Imagine "sucking" the marble into your vagina.
Try not to squeeze other muscles at the same time. Be careful not
to tighten your stomach, legs, or buttocks. Squeezing the wrong
muscles can put more pressure on your bladder control muscles. Just
squeeze the pelvic muscles. Don't hold your breath.
Repeat, but don't overdo it.
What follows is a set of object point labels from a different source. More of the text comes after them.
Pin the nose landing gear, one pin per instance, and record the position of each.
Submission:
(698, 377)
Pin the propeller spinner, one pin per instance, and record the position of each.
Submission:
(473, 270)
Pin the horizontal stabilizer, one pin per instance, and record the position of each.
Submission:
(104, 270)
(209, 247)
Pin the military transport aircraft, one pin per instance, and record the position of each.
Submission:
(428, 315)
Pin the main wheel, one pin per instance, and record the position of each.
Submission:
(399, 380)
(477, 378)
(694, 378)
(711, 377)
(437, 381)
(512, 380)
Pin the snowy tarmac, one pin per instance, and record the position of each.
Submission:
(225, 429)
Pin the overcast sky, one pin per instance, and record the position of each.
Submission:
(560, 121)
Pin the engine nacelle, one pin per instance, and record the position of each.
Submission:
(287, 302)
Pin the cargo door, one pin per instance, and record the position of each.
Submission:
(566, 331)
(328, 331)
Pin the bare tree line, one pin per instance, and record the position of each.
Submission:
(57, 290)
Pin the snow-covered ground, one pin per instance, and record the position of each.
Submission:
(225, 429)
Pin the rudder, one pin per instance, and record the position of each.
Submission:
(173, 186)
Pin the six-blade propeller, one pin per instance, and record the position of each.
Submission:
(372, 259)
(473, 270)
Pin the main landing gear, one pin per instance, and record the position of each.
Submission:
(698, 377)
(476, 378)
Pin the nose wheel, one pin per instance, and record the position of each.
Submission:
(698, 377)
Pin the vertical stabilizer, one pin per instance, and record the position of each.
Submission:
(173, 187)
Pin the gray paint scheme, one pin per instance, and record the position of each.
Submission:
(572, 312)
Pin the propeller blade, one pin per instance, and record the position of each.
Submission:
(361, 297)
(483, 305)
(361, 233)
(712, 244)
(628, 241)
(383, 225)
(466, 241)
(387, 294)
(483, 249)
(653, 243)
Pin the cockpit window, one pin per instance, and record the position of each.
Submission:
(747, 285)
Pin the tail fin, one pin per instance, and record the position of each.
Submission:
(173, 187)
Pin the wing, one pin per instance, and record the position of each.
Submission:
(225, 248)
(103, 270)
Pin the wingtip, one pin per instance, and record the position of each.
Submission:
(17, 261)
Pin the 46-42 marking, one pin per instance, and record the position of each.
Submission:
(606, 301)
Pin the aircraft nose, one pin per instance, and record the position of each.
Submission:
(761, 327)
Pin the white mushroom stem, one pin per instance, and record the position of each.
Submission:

At first, find a quiet spot to
practice--your bathroom or bedroom--so you can concentrate. Pull in
the pelvic muscles and hold for a count of 3. Then relax for a count
of 3. Work up to 3 sets of 10 repeats. Start doing your pelvic
muscle exercises lying down. This is the easiest position to do them
because the muscles do not need to work against gravity. When your
muscles get stronger, do your exercises sitting or standing. Working
against gravity is like adding more weight.
Be patient. Don't give up. It takes just 5 minutes a day. You may
not feel your bladder control improve for 3 to 6 weeks. Still, most
people do notice an improvement after a few weeks.
Some people with nerve damage cannot tell whether they are doing
Kegel exercises correctly or not. If you are not sure, ask your
doctor or nurse to examine you while you try to do them. If it turns
out that you are not squeezing the right muscles, you may still be
able to learn proper Kegel exercises by doing special training with
biofeedback, electrical stimulation, or both.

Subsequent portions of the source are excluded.